Thursday, June 9

Trans-Sylvania Mountain Bike Epic: Stage Three

Stage Three: Galbraith Enduro ~ 29.5 miles, 4,377 feet of climbing... not including an all new neutral approach from... I think somewhere near Cleveland, Ohio

I started thinking I had a shot at getting on the podium on this day.  My plan was to swap over to the Stickel with a suspension fork, 650b tires... all the noise.  Of course I would be muy bueno on this day, si?

Then I find out that Montalbano has a full suspension single speed in his back pocket.  Dan has been killing the Enduro™ sections, only being bested by Matt Green most of the time.

Dan "damit" Giroux... not having any issues with beating my dick off on the downhills tho.

Axel out-endurbled me the previous day.   Spohn put a suspension fork on his Surly... could be interesting.

This was the day that took me out last year.  It's more than just in the back of my mind all day long.  This very thought engages the 90% of my gray matter that I haven't killed with beer yet.  Survival.  Must finish this year.  I decide to spend the day with Aaron and Dr Jones, both on full squish bikes, so great people to follow down the mountain.  Their wake will be huge, and I'll never get held up by a slower rider.

The plan?  All I can say is that my mortality will never be forgotten.  I will take zero risks.  Many a sammich shall be consumed at the aid stations.

Holding back just a little is the wise choice.  I get through Enduro One and Two unscathed, approaching Enduro Three with caution as I flatted there years ago whilst rigid endurbling.  We see a rettle snek at the bottom and stop so Dr Jones can make great photo.  I thought he hated sneks.  Whatever.

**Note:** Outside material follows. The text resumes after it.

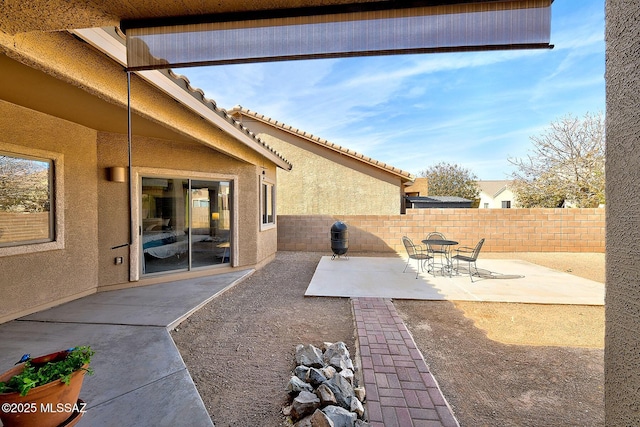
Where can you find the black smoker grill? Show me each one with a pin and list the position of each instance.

Wildcat.  Enduro Four.  Super gnar chunk and ends with a bang in a chunder tunnel.  I will always remember the rock chute that I rode for the first time back at SSWC '05.  I was rigid and 26" then, so no matter how horrible it looks, I remind myself that it will never be that bad again.

I go into Enduro Five knowing that this is the one that broke my butt last year.  Much caution, looking for the rock that pushed me into the lumpy abyss and made me cry alligator tears.  I don't think I could pull him from a lineup, but once I'm positive that I'm past the bad place, I feel like this:

At the bottom, safe and sound.  Aaron, Dr Jones, and I make our VERY LONG way back to the car... and food and beer.

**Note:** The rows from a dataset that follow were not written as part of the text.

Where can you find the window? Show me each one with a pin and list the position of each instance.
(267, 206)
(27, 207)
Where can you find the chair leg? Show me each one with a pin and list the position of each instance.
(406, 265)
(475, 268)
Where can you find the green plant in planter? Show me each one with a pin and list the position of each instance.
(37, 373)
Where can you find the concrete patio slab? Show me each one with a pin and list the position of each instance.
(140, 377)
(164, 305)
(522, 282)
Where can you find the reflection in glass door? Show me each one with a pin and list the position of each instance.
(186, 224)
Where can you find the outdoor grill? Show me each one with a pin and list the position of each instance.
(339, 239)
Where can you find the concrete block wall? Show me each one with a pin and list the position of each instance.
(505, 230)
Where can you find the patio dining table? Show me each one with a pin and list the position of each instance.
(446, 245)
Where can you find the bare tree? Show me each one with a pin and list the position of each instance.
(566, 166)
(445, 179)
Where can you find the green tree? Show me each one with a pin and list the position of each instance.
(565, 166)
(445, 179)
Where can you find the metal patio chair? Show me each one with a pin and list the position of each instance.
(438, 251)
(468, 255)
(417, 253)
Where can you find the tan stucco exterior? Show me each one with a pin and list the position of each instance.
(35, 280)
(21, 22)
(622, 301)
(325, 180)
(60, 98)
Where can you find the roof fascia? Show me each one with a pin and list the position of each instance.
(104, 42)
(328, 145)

Feeling slightly victorious (I not ded), I drink a couple beers and finish Aaron's "leftover" beer at Home D Pizza.  Back at camp, victory celebrations continue into the evening, despite my non-podium placing.

The single speed vibe has been too quiet thus far, and it's time to end the begin with the ruining of things.  I whined about the lack of "dirty people" in a sad DirtWireTV interview, but truly I only had myself to blame for not making something happen.  Mike says he doesn't really drink beer, and I don't know where to find the two Matts.  I pack some festive lubrications into a sack and seek out Dan and Doug in their hobo camp.  We regale in out mid-pack glory with a few other camper folks.

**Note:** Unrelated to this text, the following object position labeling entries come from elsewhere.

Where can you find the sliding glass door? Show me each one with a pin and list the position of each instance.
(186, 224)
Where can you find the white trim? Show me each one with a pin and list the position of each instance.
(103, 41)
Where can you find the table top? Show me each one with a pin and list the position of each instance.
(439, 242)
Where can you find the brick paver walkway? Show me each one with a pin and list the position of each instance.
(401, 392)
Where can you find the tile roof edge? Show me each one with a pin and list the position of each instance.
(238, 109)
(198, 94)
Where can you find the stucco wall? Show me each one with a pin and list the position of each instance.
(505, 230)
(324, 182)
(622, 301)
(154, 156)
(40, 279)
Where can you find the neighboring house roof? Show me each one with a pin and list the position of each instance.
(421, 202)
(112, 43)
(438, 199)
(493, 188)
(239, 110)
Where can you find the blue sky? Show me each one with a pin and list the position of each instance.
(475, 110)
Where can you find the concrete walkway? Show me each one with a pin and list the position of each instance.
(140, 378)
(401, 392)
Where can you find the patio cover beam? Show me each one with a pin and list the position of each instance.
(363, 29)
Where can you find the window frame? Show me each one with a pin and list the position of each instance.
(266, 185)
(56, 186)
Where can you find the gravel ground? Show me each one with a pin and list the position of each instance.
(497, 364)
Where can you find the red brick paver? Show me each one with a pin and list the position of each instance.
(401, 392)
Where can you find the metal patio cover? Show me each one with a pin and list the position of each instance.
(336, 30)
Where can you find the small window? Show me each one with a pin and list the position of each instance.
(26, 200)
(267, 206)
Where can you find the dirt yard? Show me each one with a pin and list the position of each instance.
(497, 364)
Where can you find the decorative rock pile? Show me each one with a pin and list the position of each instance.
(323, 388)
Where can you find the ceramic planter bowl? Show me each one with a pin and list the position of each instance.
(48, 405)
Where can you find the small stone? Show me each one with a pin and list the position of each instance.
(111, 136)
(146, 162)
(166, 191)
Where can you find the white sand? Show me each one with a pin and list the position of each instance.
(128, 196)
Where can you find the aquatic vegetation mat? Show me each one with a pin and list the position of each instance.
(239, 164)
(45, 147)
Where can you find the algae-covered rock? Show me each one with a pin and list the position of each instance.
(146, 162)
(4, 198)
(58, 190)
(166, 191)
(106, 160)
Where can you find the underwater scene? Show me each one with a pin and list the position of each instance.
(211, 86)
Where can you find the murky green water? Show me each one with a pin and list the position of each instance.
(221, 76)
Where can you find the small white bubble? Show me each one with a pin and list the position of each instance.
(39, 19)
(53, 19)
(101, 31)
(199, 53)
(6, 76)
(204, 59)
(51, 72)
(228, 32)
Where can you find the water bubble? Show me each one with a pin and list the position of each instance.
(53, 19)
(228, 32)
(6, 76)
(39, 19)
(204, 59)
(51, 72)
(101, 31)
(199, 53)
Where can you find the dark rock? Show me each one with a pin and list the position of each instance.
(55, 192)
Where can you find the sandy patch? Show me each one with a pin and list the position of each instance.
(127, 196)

When Doug is not busy avoiding podiums, he's up for keeping things all single speedy.  No arm twisting required when I ask him to join me in the beering.

Evening wheelie contest, skids, bunny hop competition, bike derby... somehow I end up with the megaphone.

'05 Single Speed World Chump, Buck riding "our" bike in the derby... it was pretty much built for that sole purpose.  He refers to it as "our" bike, as he read about each and every detail through the planning and build process, so he feels emotionally invested to the point where 50% ownership is obviously his.

Whoever put the megaphone in my hand should be arrested... or praised depending on how you look at it.  I would say I was sorry, but...

when there are mashed potatoes, someone has to stick a dick in them.

Speaking of dicks and mashed potatoes, an Endurble day without Chainsaw Don is not Enduro™ at all.

1 comment:

Anonymous said...

nice fit! reminds me of heart transverter at la ruta... what a dude that guy was.. supposedly sailed a boat to costa rica, liked the place... fornicated had many kids... lives in a shack by the sea now in costa rica naked!